Scientists at Zap Energy say they have “joined the rarefied ranks” to make a plasma that replicates the core of the Sun.
The extreme heat is needed to make parts of atoms fuse together – unleashing massive amounts of carbon-free energy, as the Sun does.
Funded by oil and gas giant Chevron and the Bill Gates-founded Breakthrough Energy, scientists at US company Zap are among many trying to make this work on Earth.
What they have not yet done is produced more energy than it costs to achieve the massive temperatures, a key milestone known as “energy gain”.
The first energy gain was reported by US scientists in 2022, raising hopes for fusion's potential as a near-limitless power source that could help tackle climate change.
Zap's chief scientist Uri Shumlak said the company's tests “paint a good overall picture of a fusion plasma with room to scale towards energy gain”.
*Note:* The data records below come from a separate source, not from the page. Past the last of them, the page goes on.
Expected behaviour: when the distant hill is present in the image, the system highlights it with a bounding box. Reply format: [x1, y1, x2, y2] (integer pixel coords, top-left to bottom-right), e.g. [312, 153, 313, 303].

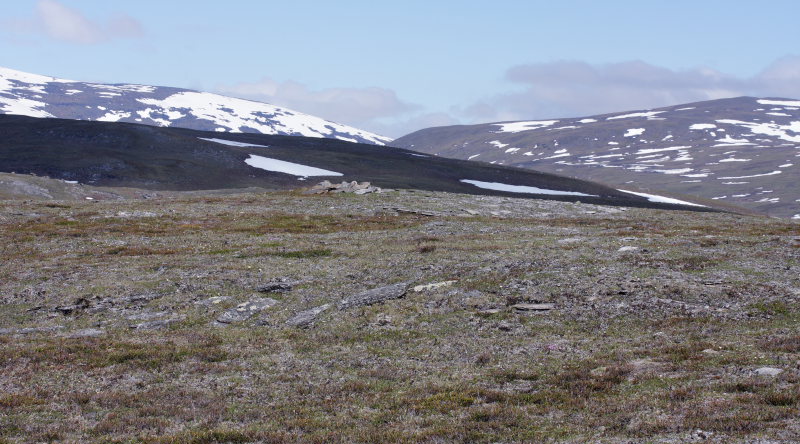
[0, 66, 390, 145]
[393, 97, 800, 219]
[0, 114, 719, 213]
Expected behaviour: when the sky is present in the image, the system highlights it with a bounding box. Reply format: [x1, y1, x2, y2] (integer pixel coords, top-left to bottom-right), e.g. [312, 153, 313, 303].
[2, 0, 799, 138]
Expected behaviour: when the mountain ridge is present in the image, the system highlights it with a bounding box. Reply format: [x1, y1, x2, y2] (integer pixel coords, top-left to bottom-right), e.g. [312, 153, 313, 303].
[0, 66, 390, 145]
[393, 96, 800, 219]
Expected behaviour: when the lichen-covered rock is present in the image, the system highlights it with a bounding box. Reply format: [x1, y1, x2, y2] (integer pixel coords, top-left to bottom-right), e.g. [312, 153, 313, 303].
[216, 298, 278, 324]
[338, 283, 408, 310]
[285, 304, 331, 328]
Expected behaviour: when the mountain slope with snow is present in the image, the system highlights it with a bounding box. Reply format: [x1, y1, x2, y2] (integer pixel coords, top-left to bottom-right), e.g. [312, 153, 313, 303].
[0, 67, 390, 145]
[0, 113, 722, 213]
[393, 97, 800, 219]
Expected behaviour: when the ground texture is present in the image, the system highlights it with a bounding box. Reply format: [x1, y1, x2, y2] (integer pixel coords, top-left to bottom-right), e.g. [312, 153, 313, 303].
[1, 190, 799, 443]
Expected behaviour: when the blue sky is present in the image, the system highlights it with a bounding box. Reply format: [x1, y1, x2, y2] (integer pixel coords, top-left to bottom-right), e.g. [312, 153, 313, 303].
[2, 0, 799, 137]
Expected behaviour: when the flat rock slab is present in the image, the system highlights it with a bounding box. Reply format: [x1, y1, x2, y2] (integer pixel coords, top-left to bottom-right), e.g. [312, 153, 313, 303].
[512, 303, 555, 311]
[0, 326, 64, 336]
[754, 367, 783, 377]
[285, 304, 332, 328]
[412, 280, 457, 292]
[130, 318, 184, 330]
[217, 298, 278, 324]
[338, 283, 408, 310]
[257, 282, 293, 293]
[62, 328, 105, 338]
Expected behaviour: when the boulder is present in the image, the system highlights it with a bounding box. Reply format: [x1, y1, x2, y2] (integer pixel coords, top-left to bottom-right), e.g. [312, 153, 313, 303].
[286, 304, 332, 328]
[338, 283, 408, 310]
[217, 298, 278, 324]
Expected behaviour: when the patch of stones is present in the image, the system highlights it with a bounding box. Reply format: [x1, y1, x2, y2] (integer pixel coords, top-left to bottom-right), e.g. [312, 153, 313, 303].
[216, 298, 279, 324]
[305, 180, 387, 195]
[338, 283, 408, 310]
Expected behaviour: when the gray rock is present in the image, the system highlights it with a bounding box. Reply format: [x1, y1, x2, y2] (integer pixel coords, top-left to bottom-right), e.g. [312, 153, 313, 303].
[512, 303, 555, 311]
[338, 283, 408, 310]
[618, 246, 639, 252]
[54, 297, 90, 315]
[286, 304, 332, 328]
[196, 296, 230, 306]
[754, 367, 783, 377]
[257, 281, 293, 293]
[130, 318, 183, 330]
[64, 328, 105, 338]
[0, 326, 64, 335]
[217, 298, 278, 324]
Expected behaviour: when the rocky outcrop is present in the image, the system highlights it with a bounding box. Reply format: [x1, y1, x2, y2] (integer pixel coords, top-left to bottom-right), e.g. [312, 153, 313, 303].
[305, 180, 386, 195]
[338, 283, 408, 310]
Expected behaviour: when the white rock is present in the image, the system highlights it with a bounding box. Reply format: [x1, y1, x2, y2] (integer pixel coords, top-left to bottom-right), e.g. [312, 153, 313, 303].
[412, 280, 458, 292]
[754, 367, 783, 377]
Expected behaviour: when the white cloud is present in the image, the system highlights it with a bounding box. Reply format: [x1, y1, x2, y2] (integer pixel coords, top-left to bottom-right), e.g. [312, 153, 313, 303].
[217, 78, 419, 137]
[460, 57, 800, 123]
[33, 0, 143, 44]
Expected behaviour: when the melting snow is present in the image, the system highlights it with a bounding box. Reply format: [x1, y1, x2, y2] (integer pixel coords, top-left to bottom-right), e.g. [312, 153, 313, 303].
[244, 154, 342, 177]
[97, 111, 131, 122]
[757, 99, 800, 107]
[493, 120, 558, 133]
[489, 140, 509, 149]
[579, 118, 597, 123]
[460, 179, 595, 196]
[624, 128, 646, 137]
[654, 168, 694, 175]
[690, 123, 717, 130]
[718, 171, 782, 179]
[468, 154, 480, 160]
[608, 111, 665, 120]
[618, 190, 706, 207]
[717, 119, 800, 143]
[199, 137, 269, 148]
The Zap device is based on a concept called a “Z pinch”, in which the intensely hot plasma is confined in a small space, only few metres wide and high.
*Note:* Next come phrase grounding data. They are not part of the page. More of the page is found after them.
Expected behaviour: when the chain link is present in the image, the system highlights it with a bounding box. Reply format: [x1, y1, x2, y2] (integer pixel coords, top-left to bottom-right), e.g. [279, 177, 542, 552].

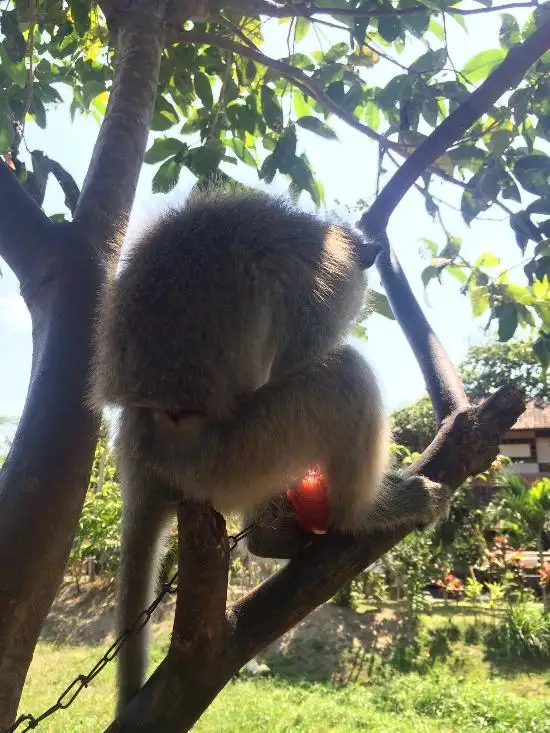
[3, 525, 254, 733]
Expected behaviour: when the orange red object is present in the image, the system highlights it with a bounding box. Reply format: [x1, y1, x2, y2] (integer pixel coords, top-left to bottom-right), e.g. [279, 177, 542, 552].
[286, 465, 330, 535]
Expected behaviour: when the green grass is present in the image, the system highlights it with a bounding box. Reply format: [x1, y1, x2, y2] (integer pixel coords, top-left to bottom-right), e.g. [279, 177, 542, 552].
[18, 615, 550, 733]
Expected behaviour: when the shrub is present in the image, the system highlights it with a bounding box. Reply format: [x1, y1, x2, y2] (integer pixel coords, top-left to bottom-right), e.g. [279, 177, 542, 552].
[486, 600, 550, 661]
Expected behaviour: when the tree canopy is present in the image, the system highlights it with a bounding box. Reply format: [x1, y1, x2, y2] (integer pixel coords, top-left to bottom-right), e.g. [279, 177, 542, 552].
[1, 0, 550, 351]
[0, 0, 544, 729]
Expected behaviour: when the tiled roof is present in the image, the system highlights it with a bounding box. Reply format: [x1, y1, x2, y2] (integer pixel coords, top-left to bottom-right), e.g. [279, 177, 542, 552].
[510, 399, 550, 431]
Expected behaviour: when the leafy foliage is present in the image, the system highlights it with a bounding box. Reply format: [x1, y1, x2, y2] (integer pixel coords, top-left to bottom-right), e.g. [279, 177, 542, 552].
[0, 0, 548, 352]
[460, 338, 550, 401]
[487, 599, 550, 660]
[490, 474, 550, 549]
[69, 423, 121, 590]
Leading fusion research uses a much larger machine called a tokamak to trap the plasma in a magnetic cage.
In this “hot soup” of particles, parts of hydrogen atoms – readily available from water – would collide and produce millions of times more energy than burning oil or coal.
Compared to existing nuclear power plants, fusion wouldn't generate long-term radioactive waste requiring storage for thousands of years.
The Z pinch has previously stymied scientists because the plasma would quickly cool down as though there were ice cubes in the soup.
However, Zap Energy says it has mastered this problem with an experiment that lasted “long enough to produce very high temperatures” of between 11 million Celsius and 37 million Celsius.
The temperature at the Sun's core is about 15 million Celsius.
Ben Levitt, the company's head of research and development, said it had hit a “sweet spot where the temperature, density and lifetime of the Z pinch align”.
“These are meticulous, unequivocal measurements, yet made on a device of incredibly modest scale by traditional fusion standards,” he said.
“We’ve still got a lot of work ahead of us, but our performance to date has advanced to a point that we can now stand shoulder to shoulder with some of the world’s pre-eminent fusion devices, but with great efficiency, and at a fraction of the complexity and cost.”
Plans are afoot in the UK to get a prototype fusion plant up and running by 2040.
This means it is doubtful whether any fusion breakthrough would come in time to achieve the world's net zero goals by 2050.
However, proponents of fusion say it could be a long-term energy source beyond that date.
“It would be counter-intuitive if not outright silly to say we’ve reached the deadline in 2050 so now we don’t need it any more,” International Atomic Energy Agency Chief Rafael Grossi said last year.